What's your version of numba in this environment?

lyciansarpedon commented 4 years ago

What's your version of numba in this environment?

It's version 0.48.0, @ivirshup. For what it's worth, the build is py38he350917_0 and the source is conda-forge. (In the base environment where I was getting the same error, the version is the same but the build is py37h47e9c7a_0.)

ivirshup commented 4 years ago

Could you show the result of print(adata_10x.X)?


I'm not sure how much I can help with this, since I don't have a windows machine to try this on.
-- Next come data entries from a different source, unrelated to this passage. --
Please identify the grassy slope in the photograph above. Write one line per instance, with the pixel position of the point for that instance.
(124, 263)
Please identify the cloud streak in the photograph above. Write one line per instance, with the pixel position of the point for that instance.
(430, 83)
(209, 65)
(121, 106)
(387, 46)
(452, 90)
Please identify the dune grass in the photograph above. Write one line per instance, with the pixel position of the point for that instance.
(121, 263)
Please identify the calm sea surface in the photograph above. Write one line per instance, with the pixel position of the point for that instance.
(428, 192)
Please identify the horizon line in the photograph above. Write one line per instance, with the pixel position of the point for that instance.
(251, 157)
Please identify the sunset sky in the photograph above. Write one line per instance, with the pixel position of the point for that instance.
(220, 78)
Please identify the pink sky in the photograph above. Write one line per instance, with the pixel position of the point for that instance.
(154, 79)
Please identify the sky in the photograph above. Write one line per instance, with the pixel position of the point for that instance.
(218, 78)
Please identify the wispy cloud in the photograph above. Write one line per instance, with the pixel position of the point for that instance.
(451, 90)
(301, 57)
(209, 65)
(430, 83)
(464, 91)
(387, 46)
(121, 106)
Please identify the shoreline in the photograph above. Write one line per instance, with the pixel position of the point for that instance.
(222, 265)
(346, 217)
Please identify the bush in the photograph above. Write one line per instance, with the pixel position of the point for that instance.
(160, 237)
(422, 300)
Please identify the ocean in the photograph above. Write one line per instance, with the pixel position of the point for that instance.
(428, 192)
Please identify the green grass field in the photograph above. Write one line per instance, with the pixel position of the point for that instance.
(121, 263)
I think this might be best raised an issue over on the numba repository. @giovp, maybe you could look into more about how came across this?

lyciansarpedon commented 4 years ago

Here's what I got, @ivirshup:

print(adata_10x.X)

(0, 70) 1.0
  (0, 166)  1.0
  (0, 178)  2.0
  (0, 326)  1.0
  (0, 363)  1.0
  (0, 410)  1.0
  (0, 412)  1.0
  (0, 492)  41.0
  (0, 494)  1.0
  (0, 495)  1.0
  (0, 496)  1.0
  (0, 525)  1.0
  (0, 556)  2.0
  (0, 558)  6.0
  (0, 671)  1.0
  (0, 684)  1.0
  (0, 735)  1.0
  (0, 770)  1.0
  (0, 793)  1.0
  (0, 820)  1.0
  (0, 859)  2.0
  (0, 871)  1.0
  (0, 908)  15.0
  (0, 926)  1.0
  (0, 941)  1.0
  : :
  (2699, 31849) 1.0
  (2699, 31855) 1.0
  (2699, 31887) 1.0
  (2699, 31949) 2.0
  (2699, 31970) 2.0
  (2699, 32022) 17.0
  (2699, 32044) 1.0
  (2699, 32047) 2.0
  (2699, 32059) 1.0
  (2699, 32065) 1.0
  (2699, 32066) 1.0
  (2699, 32082) 1.0
  (2699, 32186) 1.0
  (2699, 32193) 1.0
  (2699, 32322) 1.0
  (2699, 32442) 1.0
  (2699, 32543) 1.0
  (2699, 32581) 1.0
  (2699, 32641) 1.0
  (2699, 32696) 3.0
  (2699, 32697) 1.0
  (2699, 32698) 7.0
  (2699, 32702) 1.0
  (2699, 32705) 1.0
  (2699, 32708) 3.0

I took a look over at the numba repository, any chance this is related to https://github.com/numba/numba/issues/4529 (i.e. #843 , which I somehow missed when I was looking through issues in this repository before I posted)?

ivirshup commented 4 years ago

Ah, sorry, looks like I meant to say print(repr(adata.X)).

I think the specific bug in that previous issue was fixed, but this seems kinda related in that it's windows and 32 bit numbers.

ivirshup commented 4 years ago

Overall, I think you should open an issue on numba for this. Please tag me if you do!